I’m not sure if she was stressed she didn’t seem it before she slapped me just seemed annoyed from what I was saying about lockdown and she was in the phone laughing with her friend
Reply 6
Original post by Anonymous
Yes I don’t think it’s a good excuse I also don’t even think I was being disrespectful I just said it’s exaggerated which I feel like it is. No she doesn’t do it regularly

I’m not sure if she was stressed she didn’t seem it before she slapped me just seemed annoyed from what I was saying about lockdown and she was in the phone laughing with her friend

She was on the phone before the our conversation laughing with her friend
Reply 7
Why did you put up with her physically slapping you? Calling you names is already bad enough but physically assaulting you is a whole different thing.
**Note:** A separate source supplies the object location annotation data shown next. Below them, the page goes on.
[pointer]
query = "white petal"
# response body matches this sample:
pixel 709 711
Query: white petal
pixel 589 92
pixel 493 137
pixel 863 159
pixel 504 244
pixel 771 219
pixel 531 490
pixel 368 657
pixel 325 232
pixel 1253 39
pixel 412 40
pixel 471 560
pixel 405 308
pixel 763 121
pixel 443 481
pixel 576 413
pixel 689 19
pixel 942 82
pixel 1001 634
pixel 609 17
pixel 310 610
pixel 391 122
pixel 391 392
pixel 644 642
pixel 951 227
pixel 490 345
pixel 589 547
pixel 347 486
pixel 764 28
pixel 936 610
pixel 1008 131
Get out of this relationship, its doomed.
Original post by Anonymous
Yes I don’t think it’s a good excuse I also don’t even think I was being disrespectful I just said it’s exaggerated which I feel like it is. No she doesn’t do it regularly

I’m not sure if she was stressed she didn’t seem it before she slapped me just seemed annoyed from what I was saying about lockdown and she was in the phone laughing with her friend

Aw man, I’m sorry she’s putting you through this. I think it’s time for a serious talk tbh and if she can’t accept that what she did was wrong then I think you need to break things off honestly. I apologise for being so blunt about this, but it’s really unacceptable behaviour.
Reply 9
Original post by LovelyMrFox
Why did you put up with her physically slapping you? Calling you names is already bad enough but physically assaulting you is a whole different thing.

Get out of this relationship, its doomed.


She doesn’t physically abuse me often I think she just got mad because she thought I was being disrespectful
Original post by ashtolga23
Aw man, I’m sorry she’s putting you through this. I think it’s time for a serious talk tbh and if she can’t accept that what she did was wrong then I think you need to break things off honestly. I apologise for being so blunt about this, but it’s really unacceptable behaviour.

Its fine I think your idea might be good to take a break from each other
Reply 11
Original post by Anonymous
She doesn’t physically abuse me often I think she just got mad because she thought I was being disrespectful

Physical abuse in any form, whether its every day or once a month, is completely unacceptable. Even if you were being disrespectful ( which I dont think you were ).
Original post by LovelyMrFox
Physical abuse in any form, whether its every day or once a month, is completely unacceptable. Even if you were being disrespectful ( which I dont think you were ).